Palpitation; heavy beating of the heart and shortness of breath, especially on slight exertion or excitement; active congestion of the lungs; congestion and torpor of the liver with jaundice; dropsy; distress in the region of the heart, in some cases angina pectoris; congestion of the stomach, causing dyspepsia; scanty and highly colored urine, sometimes bloody; murmurs.

The cause and nature of this disease cannot be well understood by the reader, without careful study of the structure of the heart. This we have described in another connection, which show one of the valves of one side of the heart, open and dosed. Various changes occur which are chiefly due to inflammation; the valves of the heart may become thickened and contracted, so that their function is performed very imperfectly. Two forms of impairment of the valves occur, one which prevents the blood from entering or leaving the cavities of the heart freely, known as obstruction, the other which prevents the complete closure of the valve, and so allows the blood to reenter the heart, after it has once been expelled from it, known as regurgitation. The results of valvular disease of the heart are those which have already been described as resulting from endocarditis.

The Causes of Valvular Disease Of The Heart

Rheumatism and pleurisy are the most common causes of valvular disease of the heart. Old age and syphilis are also productive of disease of the valves.

The Treatment of Valvular Disease Of The Heart

This disease is one which is by its nature rendered incurable. Nevertheless, much can be done to prolong the life of patients and to add to their comfort. The danger of sudden death is by no means as great as is generally supposed, as very few people suffering with this affection meet with sudden death in consequence of it. It is necessary that persons having valvular disease of the heart should carefully avoid overtaxation of the heart by overexercise, either mental or physical, particularly the latter. They should never indulge in running rapidly, playing games requiring vigorous exercise, or in any exercise whatever requiring violent exertion. All depressing influences, as the use of tea and coffee, tobacco, alcoholic liquors, and especially sexual excesses, should be scrupulously avoided.

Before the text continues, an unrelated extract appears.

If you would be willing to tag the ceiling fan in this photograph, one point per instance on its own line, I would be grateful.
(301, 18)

Great care should be taken to avoid taking cold, to prevent liability to congestion of the lungs. The dropsy which occurs in the last stages of the disease should be treated by such measures as will excite vigorous action of the skin, as the hot-air and vapor baths, wet-sheet pack, and vigorous friction of the skin. A milk diet has been recommended for dropsy. It is generally insisted upon, however, that the patient shall take a dry diet. We think it a mistake to deprive the patient of fluids, as the blood is so thickened that the vital functions are in some cases interfered with. A moderate quantity of fluid should be allowed. Turkish and Russian baths should be interdicted to the majority of patients. This is especially true of the Russian bath This should never be taken by persons suffering from serious valvular disease of the heart. Persons suffering from rheumatism should give the disease prompt and vigorous attention, as it is one of the most frequent causes of the malady, and intensifies it by repeated attacks.